The constructor is a TypeScript feature used to initialize class members. It is called when the component is instantiated. The constructor is called before Angular sets any input properties or runs any lifecycle hooks.

Usage: You typically use the constructor for dependency injection and to initialize class properties. However, you should avoid complex logic or operations that depend on the component's view or input properties.

ngOnInit

ngOnInit is a lifecycle hook provided by Angular that is called after the component's constructor and after Angular has initialized all data-bound properties. It is called once the component is fully initialized, and it is a good place to perform any additional initialization tasks that require access to input properties or the component's view.
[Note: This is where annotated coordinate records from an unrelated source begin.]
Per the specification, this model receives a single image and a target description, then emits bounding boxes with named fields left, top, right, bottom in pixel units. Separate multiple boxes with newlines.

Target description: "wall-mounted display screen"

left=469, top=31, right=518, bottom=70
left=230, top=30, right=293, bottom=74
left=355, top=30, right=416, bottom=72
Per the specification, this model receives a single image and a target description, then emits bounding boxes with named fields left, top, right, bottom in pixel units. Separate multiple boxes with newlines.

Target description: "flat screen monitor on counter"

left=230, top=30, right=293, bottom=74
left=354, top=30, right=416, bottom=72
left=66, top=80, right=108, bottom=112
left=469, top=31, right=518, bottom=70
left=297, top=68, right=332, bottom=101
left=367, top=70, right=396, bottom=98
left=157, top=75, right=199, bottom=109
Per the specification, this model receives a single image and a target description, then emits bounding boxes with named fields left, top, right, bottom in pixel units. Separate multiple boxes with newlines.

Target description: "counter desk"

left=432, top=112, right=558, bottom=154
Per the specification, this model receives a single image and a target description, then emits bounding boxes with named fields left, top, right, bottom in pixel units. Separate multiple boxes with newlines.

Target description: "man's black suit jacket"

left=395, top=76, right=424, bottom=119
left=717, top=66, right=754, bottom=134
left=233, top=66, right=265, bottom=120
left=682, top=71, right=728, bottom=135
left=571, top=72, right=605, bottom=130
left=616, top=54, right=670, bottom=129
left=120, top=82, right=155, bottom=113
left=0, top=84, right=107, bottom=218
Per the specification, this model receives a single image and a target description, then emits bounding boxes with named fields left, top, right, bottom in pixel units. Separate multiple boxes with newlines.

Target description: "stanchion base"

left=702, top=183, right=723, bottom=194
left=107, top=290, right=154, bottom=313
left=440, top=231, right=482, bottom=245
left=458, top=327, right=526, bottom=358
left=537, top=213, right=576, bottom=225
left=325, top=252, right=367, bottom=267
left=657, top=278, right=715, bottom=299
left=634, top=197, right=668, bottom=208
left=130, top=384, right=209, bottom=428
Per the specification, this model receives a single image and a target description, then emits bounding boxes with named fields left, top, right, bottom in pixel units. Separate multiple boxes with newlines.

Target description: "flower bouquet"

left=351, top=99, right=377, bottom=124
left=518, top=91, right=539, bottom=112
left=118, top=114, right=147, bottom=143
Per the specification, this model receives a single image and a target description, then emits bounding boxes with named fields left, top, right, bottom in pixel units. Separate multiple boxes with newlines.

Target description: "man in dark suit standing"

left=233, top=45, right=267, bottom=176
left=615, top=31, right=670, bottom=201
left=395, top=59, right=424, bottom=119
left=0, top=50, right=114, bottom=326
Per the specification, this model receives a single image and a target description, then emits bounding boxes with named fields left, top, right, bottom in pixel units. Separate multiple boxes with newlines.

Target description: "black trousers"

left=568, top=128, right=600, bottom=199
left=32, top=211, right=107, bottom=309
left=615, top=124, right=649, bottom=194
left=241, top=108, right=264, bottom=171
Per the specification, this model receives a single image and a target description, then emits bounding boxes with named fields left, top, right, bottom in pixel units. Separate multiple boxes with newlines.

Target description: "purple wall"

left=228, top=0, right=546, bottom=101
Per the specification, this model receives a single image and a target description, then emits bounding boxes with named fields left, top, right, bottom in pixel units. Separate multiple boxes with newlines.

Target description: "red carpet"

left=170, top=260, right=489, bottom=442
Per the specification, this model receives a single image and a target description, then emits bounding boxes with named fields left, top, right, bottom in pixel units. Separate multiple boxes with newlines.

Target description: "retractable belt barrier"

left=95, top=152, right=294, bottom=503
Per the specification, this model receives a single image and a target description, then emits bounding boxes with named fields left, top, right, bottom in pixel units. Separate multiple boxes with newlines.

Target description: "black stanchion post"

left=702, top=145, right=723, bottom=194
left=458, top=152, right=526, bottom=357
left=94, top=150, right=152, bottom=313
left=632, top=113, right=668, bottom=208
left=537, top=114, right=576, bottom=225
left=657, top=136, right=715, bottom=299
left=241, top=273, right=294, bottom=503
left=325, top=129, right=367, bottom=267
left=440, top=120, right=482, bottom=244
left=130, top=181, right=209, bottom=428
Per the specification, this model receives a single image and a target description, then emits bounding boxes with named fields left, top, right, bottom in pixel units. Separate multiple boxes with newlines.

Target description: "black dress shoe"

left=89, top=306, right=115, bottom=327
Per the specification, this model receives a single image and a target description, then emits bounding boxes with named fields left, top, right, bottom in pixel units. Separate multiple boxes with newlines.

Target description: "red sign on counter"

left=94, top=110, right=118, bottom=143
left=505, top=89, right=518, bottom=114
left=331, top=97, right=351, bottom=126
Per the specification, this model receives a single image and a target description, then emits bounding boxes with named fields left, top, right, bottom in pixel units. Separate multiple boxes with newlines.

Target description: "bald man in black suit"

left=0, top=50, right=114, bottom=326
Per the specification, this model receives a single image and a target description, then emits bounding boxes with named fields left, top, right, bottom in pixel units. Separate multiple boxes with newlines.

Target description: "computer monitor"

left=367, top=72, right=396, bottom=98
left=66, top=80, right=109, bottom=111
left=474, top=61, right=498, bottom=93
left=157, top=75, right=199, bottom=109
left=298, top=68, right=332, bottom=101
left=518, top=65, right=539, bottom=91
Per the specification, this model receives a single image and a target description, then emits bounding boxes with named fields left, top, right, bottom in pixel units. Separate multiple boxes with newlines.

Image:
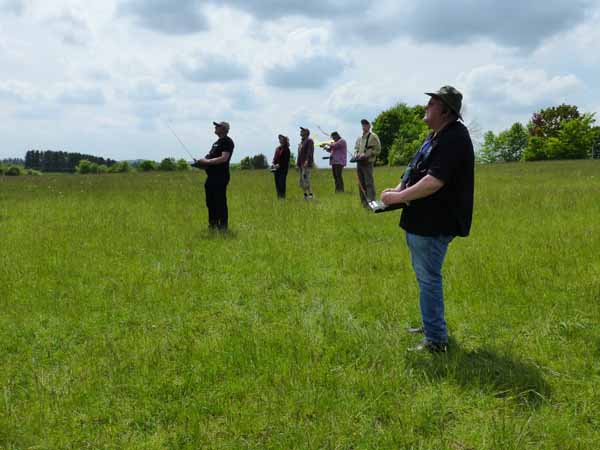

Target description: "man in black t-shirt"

left=381, top=86, right=475, bottom=352
left=197, top=122, right=235, bottom=232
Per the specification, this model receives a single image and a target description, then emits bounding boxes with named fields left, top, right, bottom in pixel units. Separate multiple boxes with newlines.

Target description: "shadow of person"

left=406, top=338, right=551, bottom=408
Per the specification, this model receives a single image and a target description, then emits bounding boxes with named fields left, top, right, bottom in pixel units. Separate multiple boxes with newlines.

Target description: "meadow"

left=0, top=161, right=600, bottom=450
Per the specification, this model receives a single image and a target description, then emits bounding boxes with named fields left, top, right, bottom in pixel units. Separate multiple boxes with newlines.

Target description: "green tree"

left=527, top=103, right=581, bottom=138
left=546, top=114, right=595, bottom=159
left=388, top=128, right=429, bottom=166
left=176, top=159, right=190, bottom=170
left=240, top=156, right=252, bottom=170
left=496, top=122, right=529, bottom=162
left=76, top=159, right=92, bottom=175
left=521, top=135, right=548, bottom=161
left=158, top=158, right=177, bottom=172
left=373, top=103, right=428, bottom=165
left=479, top=131, right=499, bottom=164
left=252, top=153, right=269, bottom=169
left=139, top=159, right=156, bottom=172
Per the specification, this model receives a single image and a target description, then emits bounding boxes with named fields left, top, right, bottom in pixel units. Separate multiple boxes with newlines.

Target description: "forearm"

left=382, top=175, right=444, bottom=205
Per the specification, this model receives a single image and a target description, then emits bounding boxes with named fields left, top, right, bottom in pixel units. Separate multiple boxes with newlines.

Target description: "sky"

left=0, top=0, right=600, bottom=161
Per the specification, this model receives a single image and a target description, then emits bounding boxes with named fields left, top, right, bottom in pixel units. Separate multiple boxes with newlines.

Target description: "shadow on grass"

left=406, top=338, right=551, bottom=408
left=199, top=229, right=238, bottom=240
Usage: You can use ngOnInit to fetch data from services, set up subscriptions, or perform any other initialization that requires the component to be fully set up.

Difference Between Constructor and ngOnInit.
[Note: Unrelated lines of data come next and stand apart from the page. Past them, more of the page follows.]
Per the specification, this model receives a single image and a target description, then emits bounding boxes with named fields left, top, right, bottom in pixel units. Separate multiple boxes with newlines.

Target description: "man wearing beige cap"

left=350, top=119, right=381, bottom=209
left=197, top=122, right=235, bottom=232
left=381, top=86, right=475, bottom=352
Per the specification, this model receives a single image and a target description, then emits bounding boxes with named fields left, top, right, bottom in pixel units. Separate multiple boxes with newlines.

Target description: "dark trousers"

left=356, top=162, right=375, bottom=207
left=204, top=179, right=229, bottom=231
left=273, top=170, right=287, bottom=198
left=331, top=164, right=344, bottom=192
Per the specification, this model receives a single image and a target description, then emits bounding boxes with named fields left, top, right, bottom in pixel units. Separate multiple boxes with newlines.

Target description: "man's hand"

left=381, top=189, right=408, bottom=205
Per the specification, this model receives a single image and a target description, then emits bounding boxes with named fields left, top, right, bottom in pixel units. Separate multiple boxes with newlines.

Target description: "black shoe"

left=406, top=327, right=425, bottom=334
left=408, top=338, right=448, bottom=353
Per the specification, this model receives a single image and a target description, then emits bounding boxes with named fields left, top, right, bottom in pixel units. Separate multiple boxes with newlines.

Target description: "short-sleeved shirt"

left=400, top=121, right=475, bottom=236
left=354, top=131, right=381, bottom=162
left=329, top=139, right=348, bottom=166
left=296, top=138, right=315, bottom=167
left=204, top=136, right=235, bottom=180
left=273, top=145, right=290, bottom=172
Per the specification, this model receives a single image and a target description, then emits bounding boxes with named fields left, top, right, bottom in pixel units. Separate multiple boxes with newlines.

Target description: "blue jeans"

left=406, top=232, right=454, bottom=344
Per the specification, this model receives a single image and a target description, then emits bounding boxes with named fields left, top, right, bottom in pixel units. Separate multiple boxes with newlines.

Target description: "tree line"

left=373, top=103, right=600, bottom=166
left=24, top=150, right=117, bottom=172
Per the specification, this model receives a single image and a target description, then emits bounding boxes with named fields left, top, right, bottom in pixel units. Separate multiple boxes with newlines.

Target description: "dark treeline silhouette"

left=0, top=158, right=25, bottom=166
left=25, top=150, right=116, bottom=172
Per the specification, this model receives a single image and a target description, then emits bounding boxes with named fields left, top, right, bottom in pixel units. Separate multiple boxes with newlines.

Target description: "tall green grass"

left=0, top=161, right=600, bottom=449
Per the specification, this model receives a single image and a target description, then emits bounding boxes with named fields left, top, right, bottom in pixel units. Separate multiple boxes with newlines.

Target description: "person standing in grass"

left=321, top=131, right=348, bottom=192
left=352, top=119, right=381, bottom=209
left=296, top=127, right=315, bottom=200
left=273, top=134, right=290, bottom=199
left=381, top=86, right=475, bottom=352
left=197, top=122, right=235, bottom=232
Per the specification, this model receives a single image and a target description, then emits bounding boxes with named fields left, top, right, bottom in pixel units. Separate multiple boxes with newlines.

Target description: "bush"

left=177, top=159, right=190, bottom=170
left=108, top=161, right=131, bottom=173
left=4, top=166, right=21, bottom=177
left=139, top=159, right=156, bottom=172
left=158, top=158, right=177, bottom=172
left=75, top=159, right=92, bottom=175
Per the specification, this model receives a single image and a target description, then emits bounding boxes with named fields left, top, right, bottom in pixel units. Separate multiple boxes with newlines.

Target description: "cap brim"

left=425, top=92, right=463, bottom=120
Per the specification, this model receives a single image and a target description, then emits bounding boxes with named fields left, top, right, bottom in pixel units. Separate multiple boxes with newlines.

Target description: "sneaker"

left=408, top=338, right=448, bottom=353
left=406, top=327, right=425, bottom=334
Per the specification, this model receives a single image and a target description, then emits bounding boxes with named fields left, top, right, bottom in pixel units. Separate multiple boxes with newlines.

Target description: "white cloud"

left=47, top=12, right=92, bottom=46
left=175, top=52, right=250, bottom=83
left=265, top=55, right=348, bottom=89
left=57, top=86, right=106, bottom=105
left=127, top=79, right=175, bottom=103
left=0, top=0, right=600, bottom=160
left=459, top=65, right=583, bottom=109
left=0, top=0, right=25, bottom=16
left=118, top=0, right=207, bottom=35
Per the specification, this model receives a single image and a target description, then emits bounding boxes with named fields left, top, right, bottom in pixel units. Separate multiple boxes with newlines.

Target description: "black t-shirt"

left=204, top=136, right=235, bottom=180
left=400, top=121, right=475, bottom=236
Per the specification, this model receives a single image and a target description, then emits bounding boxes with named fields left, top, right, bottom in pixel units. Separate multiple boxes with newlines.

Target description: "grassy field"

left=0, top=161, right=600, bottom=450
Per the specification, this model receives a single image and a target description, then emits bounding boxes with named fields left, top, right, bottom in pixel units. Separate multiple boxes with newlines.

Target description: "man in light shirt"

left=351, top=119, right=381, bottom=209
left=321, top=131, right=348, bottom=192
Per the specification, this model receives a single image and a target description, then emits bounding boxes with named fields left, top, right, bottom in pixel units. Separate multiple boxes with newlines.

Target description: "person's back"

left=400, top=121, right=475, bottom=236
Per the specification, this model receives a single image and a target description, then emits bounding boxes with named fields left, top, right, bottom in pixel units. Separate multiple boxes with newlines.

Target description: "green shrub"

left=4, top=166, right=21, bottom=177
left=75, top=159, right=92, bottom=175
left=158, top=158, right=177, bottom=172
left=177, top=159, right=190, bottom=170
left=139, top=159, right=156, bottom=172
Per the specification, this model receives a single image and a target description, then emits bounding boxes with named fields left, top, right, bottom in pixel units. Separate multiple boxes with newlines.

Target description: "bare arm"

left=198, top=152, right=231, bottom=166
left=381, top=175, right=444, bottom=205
Feature	constructor()	ngOnInit()
Purpose	Initializes class members and injects dependencies	Used for component initialization logic after inputs are set
Lifecycle	Runs when the class is instantiated (before Angular binds inputs)	Runs after the constructor, when Angular has fully initialized the component
Best Use	Dependency injection, initializing simple properties	Fetching data, calling APIs, and logic that depends on @Input()
Called By	JavaScript engine	Angular framework

Example Angular Code:

import { Component, OnInit } from '@angular/core';

@Component({
  selector: 'app-example',
  templateUrl: './example.component.html',
})
export class ExampleComponent implements OnInit {
  data: string;

  constructor() {
    // Constructor logic (e.g., dependency injection)
    console.log('Constructor called');
  }

  ngOnInit() {
    // Initialization logic that requires the component to be fully set up
    this.data = 'Hello, World!';
    console.log('ngOnInit called');
  }
}

In this example, the constructor is used for basic setup, while ngOnInit is used to initialize the data property after the component is fully initialized.

Summary

• Use a constructor for setting up dependencies and initializing properties.
• Use ngOnInit for any logic that needs Angular to finish setting up the component (like input bindings or DOM access).

✅ Rule of Thumb: “Keep constructor light, move logic to ngOnInit().”